Thursday, May 27, 2010

CMU PhD Thesis Defense: Search in the Physical World

Search in the Physical World

Geoffrey A. Hollinger
Carnegie Mellon University

June 01, 2010, 10:00 a.m., NSH 3305
Abstract
This thesis examines search in the physical world, which differs significantly from the searches in the digital world that we perform every day on our computers. When searching the internet, for instance, success is a matter of informed indexing that allows the information to be retrieved quickly. In these cases, there is no consideration of the physical nature of the world, and the search is not cognizant of space, time, or traversal distance. In contrast, search in the physical world must consider a target that could be continuously moving, possibly even trying to evade being found. The environment may be partially known, and the search proceeds with information gathered during the search itself. In many cases, such as guaranteeing capture of an adversarial target, the problem cannot be solved with a single searcher, and all group members must coordinate their actions with others on the team. Prior work has explored limited instances of such problems, but existing techniques either scale poorly or do not have performance guarantees.
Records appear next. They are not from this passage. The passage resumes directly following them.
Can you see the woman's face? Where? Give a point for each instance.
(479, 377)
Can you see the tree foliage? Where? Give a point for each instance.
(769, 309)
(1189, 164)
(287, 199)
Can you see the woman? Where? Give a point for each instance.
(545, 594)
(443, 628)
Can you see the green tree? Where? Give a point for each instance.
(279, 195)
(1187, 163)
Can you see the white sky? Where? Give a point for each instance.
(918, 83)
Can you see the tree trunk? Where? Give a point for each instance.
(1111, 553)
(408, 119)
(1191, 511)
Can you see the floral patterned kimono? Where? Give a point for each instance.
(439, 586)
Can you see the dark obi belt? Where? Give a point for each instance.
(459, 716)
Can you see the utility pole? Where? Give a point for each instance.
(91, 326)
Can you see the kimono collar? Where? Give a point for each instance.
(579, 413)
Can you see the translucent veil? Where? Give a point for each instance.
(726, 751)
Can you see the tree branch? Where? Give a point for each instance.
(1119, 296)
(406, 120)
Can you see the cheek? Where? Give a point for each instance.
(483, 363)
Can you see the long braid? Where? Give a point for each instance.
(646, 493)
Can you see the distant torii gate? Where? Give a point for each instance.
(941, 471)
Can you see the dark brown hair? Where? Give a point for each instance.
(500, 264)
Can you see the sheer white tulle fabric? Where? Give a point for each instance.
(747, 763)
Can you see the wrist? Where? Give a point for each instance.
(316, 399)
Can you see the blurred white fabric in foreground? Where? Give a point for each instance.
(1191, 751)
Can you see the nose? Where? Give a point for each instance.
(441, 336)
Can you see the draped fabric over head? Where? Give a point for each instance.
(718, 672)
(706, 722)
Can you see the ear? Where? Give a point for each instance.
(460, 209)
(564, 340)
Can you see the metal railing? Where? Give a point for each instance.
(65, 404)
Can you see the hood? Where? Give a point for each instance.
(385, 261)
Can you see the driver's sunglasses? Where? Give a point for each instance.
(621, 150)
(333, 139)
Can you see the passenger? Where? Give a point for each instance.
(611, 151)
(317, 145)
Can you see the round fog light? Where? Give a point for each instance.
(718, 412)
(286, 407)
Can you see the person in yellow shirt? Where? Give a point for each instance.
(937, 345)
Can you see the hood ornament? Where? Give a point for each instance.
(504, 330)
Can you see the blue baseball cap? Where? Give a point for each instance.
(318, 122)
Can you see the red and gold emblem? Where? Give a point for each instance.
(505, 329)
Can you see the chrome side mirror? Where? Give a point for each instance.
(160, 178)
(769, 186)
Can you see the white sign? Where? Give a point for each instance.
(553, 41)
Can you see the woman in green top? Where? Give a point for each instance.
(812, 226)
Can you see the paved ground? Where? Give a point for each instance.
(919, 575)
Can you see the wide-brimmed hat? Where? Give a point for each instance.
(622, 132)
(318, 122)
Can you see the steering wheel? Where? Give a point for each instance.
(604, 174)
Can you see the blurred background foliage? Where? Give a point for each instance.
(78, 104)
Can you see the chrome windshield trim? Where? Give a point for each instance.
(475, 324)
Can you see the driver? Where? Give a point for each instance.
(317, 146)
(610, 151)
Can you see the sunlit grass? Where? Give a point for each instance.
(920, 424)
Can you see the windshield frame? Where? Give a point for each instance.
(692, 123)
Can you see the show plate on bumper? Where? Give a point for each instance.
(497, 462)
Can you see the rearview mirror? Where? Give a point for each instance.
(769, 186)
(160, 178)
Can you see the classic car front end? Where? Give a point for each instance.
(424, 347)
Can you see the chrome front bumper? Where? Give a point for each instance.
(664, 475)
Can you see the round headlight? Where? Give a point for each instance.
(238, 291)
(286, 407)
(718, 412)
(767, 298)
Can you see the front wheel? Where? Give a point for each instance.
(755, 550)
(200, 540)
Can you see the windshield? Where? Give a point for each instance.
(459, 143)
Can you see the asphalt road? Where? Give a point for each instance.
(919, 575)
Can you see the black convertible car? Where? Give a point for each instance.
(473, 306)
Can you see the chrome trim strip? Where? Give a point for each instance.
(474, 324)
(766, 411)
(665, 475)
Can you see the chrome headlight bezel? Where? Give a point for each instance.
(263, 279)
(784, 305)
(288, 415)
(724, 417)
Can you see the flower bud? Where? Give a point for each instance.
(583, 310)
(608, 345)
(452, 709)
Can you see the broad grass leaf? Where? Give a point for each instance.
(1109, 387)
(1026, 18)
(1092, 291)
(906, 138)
Two of the main variations of search in the physical world are considered: efficient search and guaranteed search. During efficient search, robots move to optimize the average-case performance of the search given a model of the target’s motion. During guaranteed search, robots coordinate to provide worst-case guarantees on search time if the target is adversarial. This thesis unifies these search problems and shows them to be NP-hard, which suggests that a scalable and optimal algorithm is unlikely. Despite these hardness results, algorithms using implicit coordination can provide scalable and high-performing approximate solutions to many real-world search problems. Implicit coordination arises when robots share their locations, measurements, and/or actions to improve the plans of their teammates. In accord with this design strategy, a linearly scalable efficient search algorithm is presented that utilizes implicit coordination to achieve bounded performance. In addition, this thesis contributes a novel approach that augments the coordination with a pre-search spanning tree generation step, which leads to an anytime algorithm for guaranteed search.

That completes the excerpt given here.